Abstract 14773: Ischemic Preconditioning Induces Rapid Changes In Oxidative Phosphorylation Proteins And Attenuates Protein Oxidation During Ischemia-reperfusion By Mechanisms Independent Of Cytosolic Signaling.
Ischemic preconditioning (IP) cannot be applied to patients with unexpected ischemia, but understanding its mechanisms could lead to the development of new cardioprotective strategies. In this study we used high-throughput quantitative differential mitochondrial proteomics to get insight into the ultimate molecular mechanisms responsible for preconditioning protection.

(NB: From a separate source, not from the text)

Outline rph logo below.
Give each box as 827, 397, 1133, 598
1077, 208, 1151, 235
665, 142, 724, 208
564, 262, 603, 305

Methods and Results: Mitochondria were isolated from rat hearts submitted to 2 cycles of 5min ischemia and 5min of reperfusion (IP) or control perfusion in a Langendorff apparatus. High-throughput proteomics analysis by 16O/18O labeling and mass spectrometry allowed differential quantitation of more than 400 proteins (from which more than 95% were mitochondrial), but only 10 proteins were found to be differentially increased (FDR <5%) by IP treatment. However, system biology analysis using a novel statistical model, where mitochondrial proteins were integrated into ontological categories, revealed a statistically significant and internally consistent increase in the group of oxidative phosphorylation (OxPhos) proteins. In a series of experiments of ischemia/reperfusion in which ischemia was limited to 20min to avoid cell death (no LDH release), complex I and complex II-mediated respiration was significantly depressed upon reperfusion and proteomic analysis demonstrated a selective reduction in OxPhos proteins. All these changes were attenuated by IP. A novel redox high-throughput proteomic analysis of mitochondria obtained from these sub-lethal experiments, revealed an increase in the abundance of peptides containing oxidized cysteine residues, which was abolished when hearts were previously submitted to IP. Furthermore, the changes in abundance of Oxphos proteins induced by IP were reproduced in vitro, when simulated ischemia was achieved by oxygen exhaustion from isolated respiring mitochondria (15min, pH 6.7) and subsequently reoxygenated for additional 5min in an oxygen chamber.
Conclusion: IP causes immediate changes in OxPhos mitochondrial proteins and attenuates protein oxidation during subsequent ischemia/reperfusion by mechanisms independent of cytosolic signaling.
- © 2011 by American Heart Association, Inc.